Types of Preclinical Safety Studies
Preclinical safety studies can be divided into two main types: in vitro studies and in vivo studies. In vitro studies are conducted in the laboratory, using cells or tissues from animals or humans. In vivo studies are conducted in live animals, and are used to assess the safety and efficacy of a new drug or substance in a whole organism.
Preclinical safety studies typically include a battery of tests to assess the following:
- Acute toxicity: The potential for a new drug or substance to cause harm after a single exposure.
- Subchronic toxicity: The potential for a new drug or substance to cause harm after repeated exposure over a period of time.
- Chronic toxicity: The potential for a new drug or substance to cause harm after long-term exposure.
- Carcinogenicity: The potential for a new drug or substance to cause cancer.
- Reproductive toxicity: The potential for a new drug or substance to harm the reproductive system.
- Developmental toxicity: The potential for a new drug or substance to harm the developing fetus.
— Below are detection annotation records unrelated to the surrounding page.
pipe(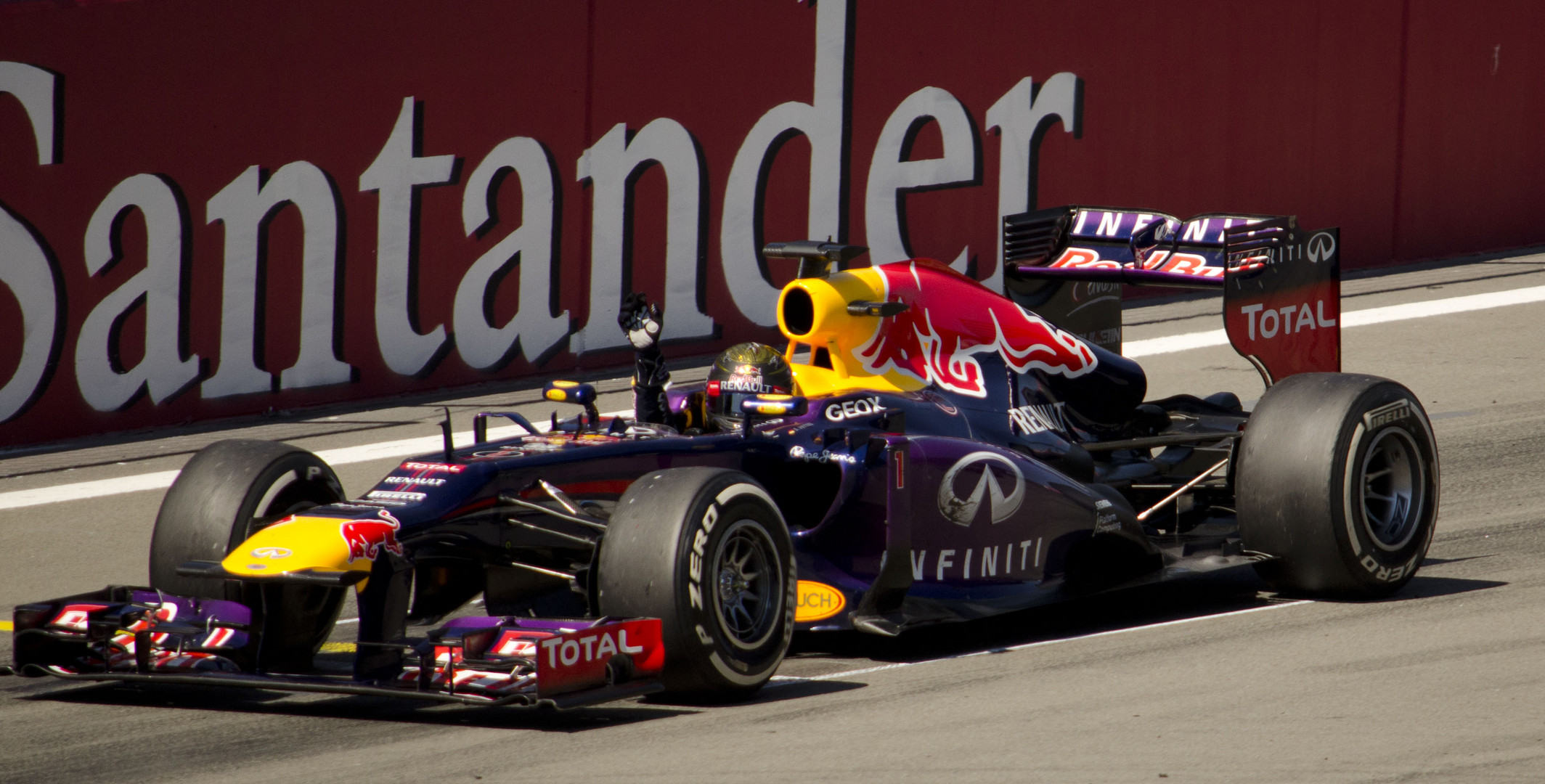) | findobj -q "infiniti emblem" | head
[1304,232,1337,262]
[939,452,1024,526]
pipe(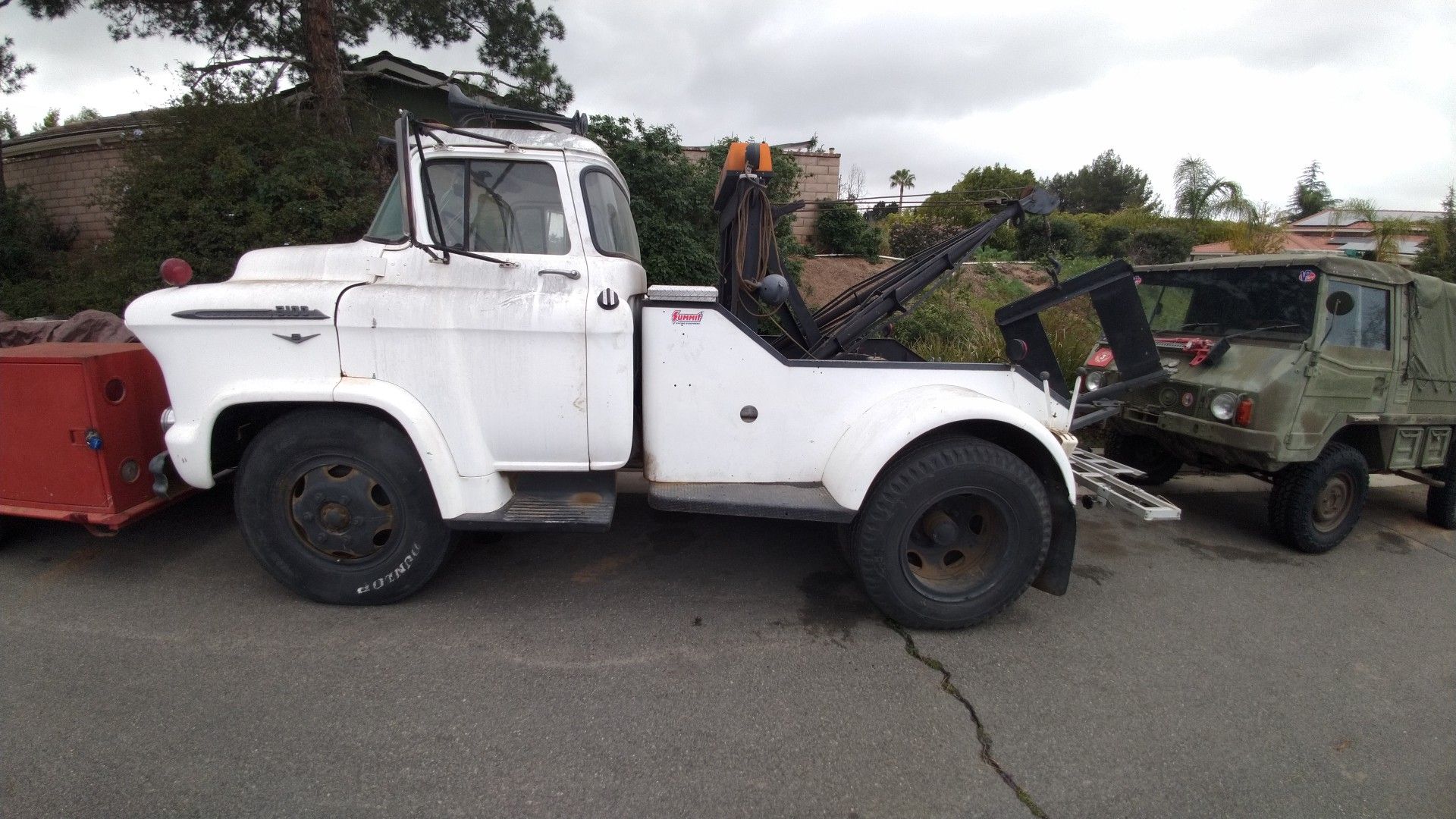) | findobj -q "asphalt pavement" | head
[0,476,1456,817]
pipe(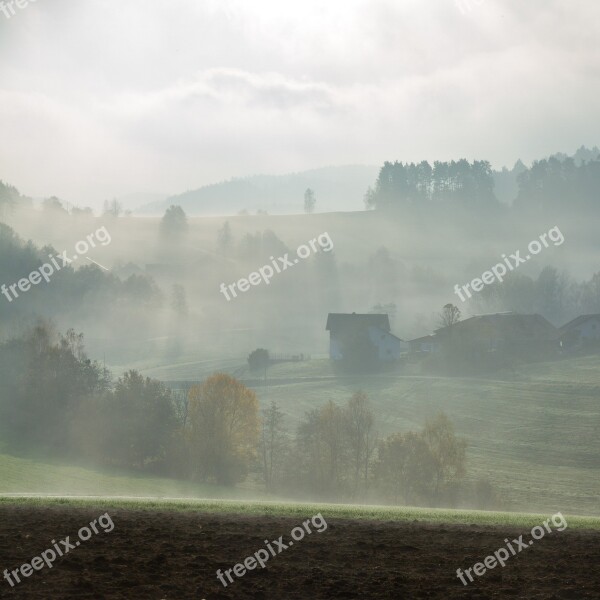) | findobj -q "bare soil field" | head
[0,506,600,600]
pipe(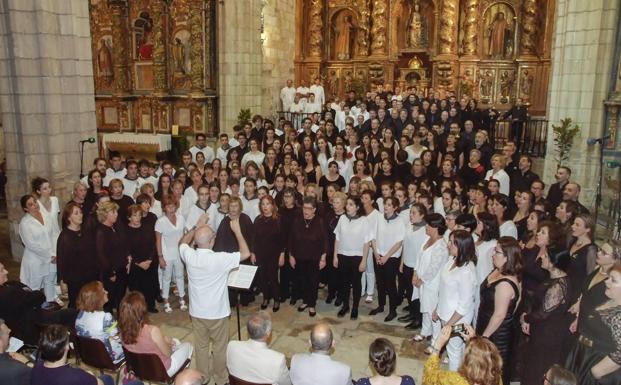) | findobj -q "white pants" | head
[360,251,375,297]
[162,259,185,300]
[420,313,442,345]
[166,338,194,377]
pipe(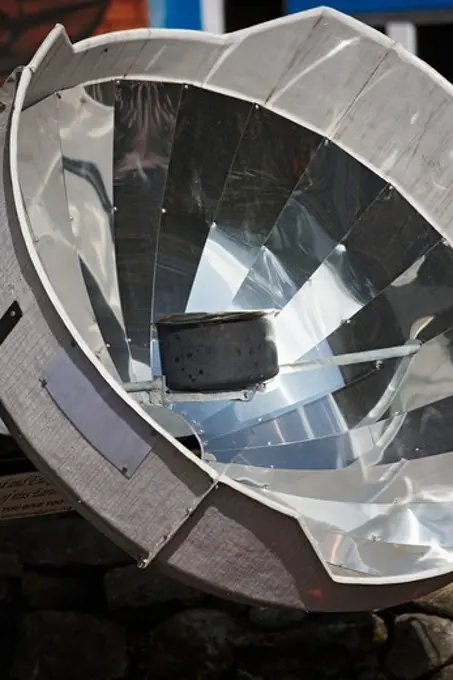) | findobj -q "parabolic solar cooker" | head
[0,8,453,611]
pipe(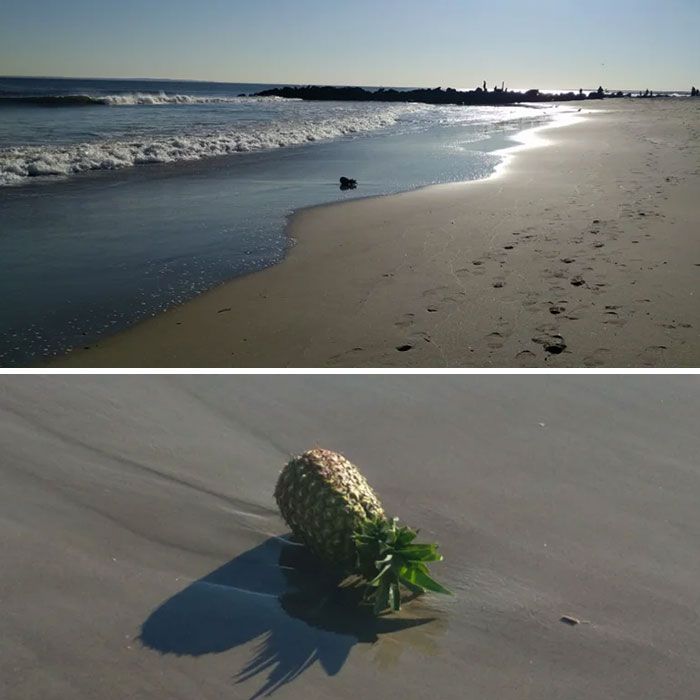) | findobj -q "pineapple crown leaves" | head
[353,517,452,615]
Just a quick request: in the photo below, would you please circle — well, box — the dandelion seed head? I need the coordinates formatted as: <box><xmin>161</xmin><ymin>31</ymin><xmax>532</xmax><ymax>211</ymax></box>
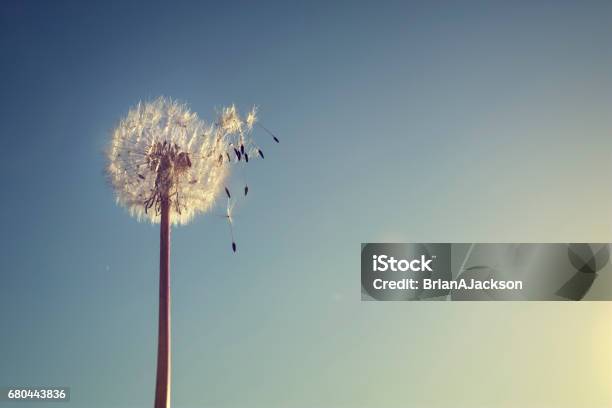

The Importance of Preclinical Safety Studies
Preclinical safety studies are essential to ensure the safety of new drugs and other chemical substances before they are tested in humans. These studies help to identify any potential risks associated with a new drug or substance, and to determine the safe dosage and administration route for human testing.
By conducting preclinical safety studies, researchers can help to prevent the occurrence of adverse events in humans, and ensure that new drugs and other chemical substances are safe for use.